Zu wild gespielt …

 

 

Der jüngere vro’sche Ableger hat es geschafft. Er hat mein Spinnrad kaputt gemacht. Während ich im Wintergarten meine Wollknäuel sichte und sortiere, sitzt er am Sessel und malträtiert das Spinnrad. Er hat offenbar noch nicht begriffen, dass es hierbei nicht in erster Linie um Schnelligkeit geht. Er tritt mit voller Kraft ins Pedal und die Spule fliegt nur so. Manchmal beugt er sich drüber, um genauer zu sehen. Was mich leicht beunruhigt innehalten lässt, weil ich Angst habe, er könnte sich die fadenführenden Häkchen in die Nase rammen.

Das ist noch nie passiert, wofür ich dankbar bin. Entweder hätte er dann ein Nasen-Piercing oder – wenn er noch näher ran geht – eine gebrochene Nase. Trotzdem tritt er immer wieder mal was das Zeug hält. Diesmal hält das Zeug aber nicht. Auf einmal macht es Plonk! Und das war’s mit Treten. Das Verbindungsstück zwischen Trittbrett und Antriebsstange zum Schwungrad ist ab. Mir entfährt ein unwilliger Knurrer, weil ich immer wieder, aber völlig umsonst, predige, dass er das sein lassen soll. Jetzt ist es hin! Das Kind rennt heulend davon. Mehr mit verletztem Ego denn aus Furcht vor was auch immer.

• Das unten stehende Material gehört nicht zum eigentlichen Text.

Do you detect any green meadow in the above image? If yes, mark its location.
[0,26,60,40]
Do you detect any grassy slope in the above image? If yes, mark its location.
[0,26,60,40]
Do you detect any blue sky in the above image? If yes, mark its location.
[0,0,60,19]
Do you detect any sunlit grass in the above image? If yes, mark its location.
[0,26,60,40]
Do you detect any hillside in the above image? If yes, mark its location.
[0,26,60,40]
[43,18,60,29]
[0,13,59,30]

Schon wieder ein Patient! Naja, ich hab das Bücherregal hinbekommen. Wird das auch irgendwie gehen. Es folgt das übliche Prozedere! Runter in den Keller, Kreuzschraubenzieher suchen, kein Akkuschrauber diesmal, wieder rauf, Spinnrad in stabile Seitenlage, Erstversorgung. Gebrochene Knochen schient man, gerissene Plastikverbindungsdinger werden besser ersetzt. An der Bohrung klassisch abgerissen. Wäre sowieso irgendwann passiert. Ich bin ja auch so eine, die gern kraft- und schwungvoll ins Rad tritt. Spinnrad wie Fahrrad gleichermaßen. Blöd, dass es gerade dem Jüngeren passiert ist. Aber vielleicht schreckt ihn das jetzt ab. Zumindest für die nächsten Monate. Oder die nächsten Wochen. Oder so.

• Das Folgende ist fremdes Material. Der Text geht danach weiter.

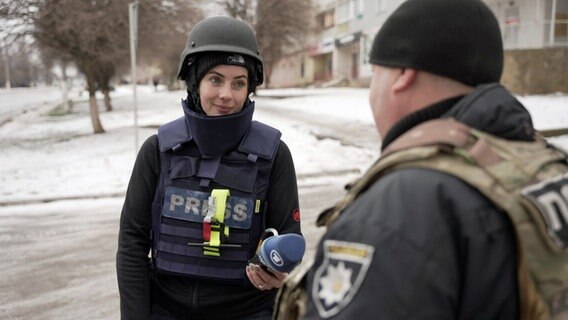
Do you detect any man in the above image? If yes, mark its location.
[290,0,568,319]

Am nächsten Tag in der Firma werden meine Kollegin und ich fündig. Ein fünf Zentimeter langes rundes Staberl aus hochwiderstandsfähigem Material. Welches die allerbesten Eigenschaften aufweist. Ich muss das ja wissen. Dynamisch hoch belastbar mit geringer Wärmeentwicklung steht in der Materialbeschreibung. Ich kichere in mich hinein. Habe da Kopfkino, wie ich wie irr ins Spinnrad trete und das Plastikdingelings immer noch nicht warm wird. Da reibt sich eher schon die Lederstreifen-Bremse durch.

Wieder daheim probiere ich das gleich einmal aus. Vorgebohrt habe ich natürlich nichts. Vorbohren ist etwas für Schwächlinge. Ja genau, eh klar! Da hätte ich ja wieder in den Keller runter müssen, den kleinsten Bohrer in den Akkubohrer montieren, dann wieder rauf, dann bohren, dann wieder runter und wegräumen. Nein nein, kein vorbohren. Das muss auch händisch gehen mit dem Mini-Schrauber. Okay. Ist ein bisserl mühsam. Zugegeben. Aber es muss einfach rein. OP ohne Narkose könnte man sagen. Das Material mit den allerbesten Eigenschaften lässt sich eben doch nicht einfach so mit einer Schraube durchbohren. Wahrscheinlich war es der gleiche Kraftaufwand wie einmal Rauf- und Runterlaufen um den Akkubohrer. Dem Spinnrad ist ein bisschen schwummerig, ich zupfte einige Wollfasern vom Schwungrand runter, hänge den Antriebsriemen wieder ein, damit es da einen ordentlichen Eindruck macht und greife nach einer Handvoll Fasern. Rot, rosa, orange. Fröhliche, anregende Farben. Für eine schnellere Rekonvaleszenz!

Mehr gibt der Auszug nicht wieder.